I know, I know, Dooley sucks and Butch is awesome. That's the party line right now, and as is the case with all first-year head coaches before they've coached a single game, it's all sunshine and roses for the new guy, because he's not the old guy who got fired because, you know, he sucks. It's easy to say Butch Jones is already doing a better job than Derek Dooley; that doesn't really mean much and doesn't really offer significant promise of good times ahead, since 6-6 would be a better job than Derek Dooley.
But Butch Jones isn't just doing a better job than Derek Dooley, he's doing as good of a job as you imagined Jon Gruden or Charlie Strong would be doing at this point. Tennessee remained atop Rivals' 2014 Team Recruiting Rankings when we picked up Cortez McDowell on Tuesday, where the Vols have been more often than not during the summer months. And Tennessee isn't just leading that race because we've got more commitments and more scholarships to offer; the Vols are 20 deep and possibly only two-thirds of the way home here in mid-July. The Vols aren't ahead of the likes of Texas, Florida State, and Alabama because they landed pledges from a bunch of three-stars with so much room to spare. The Vols are ahead of everyone else because they've landed pledges from more four-stars than any other program in the nation except Alabama, and both the Vols and Tide have nine four-stars.
Nine four-stars in mid-July. Tied with the two-time defending National Champions. By comparison, the Vols signed a total of five four-stars in February.

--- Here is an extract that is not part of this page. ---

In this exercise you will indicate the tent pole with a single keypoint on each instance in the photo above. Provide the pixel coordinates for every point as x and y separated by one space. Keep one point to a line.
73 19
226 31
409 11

The biggest gap between Butch and Dooley is so far found in these summer months. McDowell gave the Vols 20 commits and 9 four-stars on July 16. Here's where Dooley stood on July 16 during his tenure, according to Rivals (all data comes from Rivals' year-by-year database and only includes players who ultimately signed)
- 2013: 20 commits, 9 four-stars
- 2012: 6 commits, 2 four-stars
- 2011: 0 commits, 0 four-stars (the Vols had three commits who ultimately signed elsewhere - read Past Will try to defend this process here!)
- 2010: 6 commits, 0 four-stars
To his credit, Dooley was a strong closer. He added five four-stars in the final week of his first full recruiting class, four four-stars in the final week of his final full recruiting class, plus secured Justin Hunter and Da'Rick Rogers in a few short weeks in the Kifffin/Dooley hybrid class.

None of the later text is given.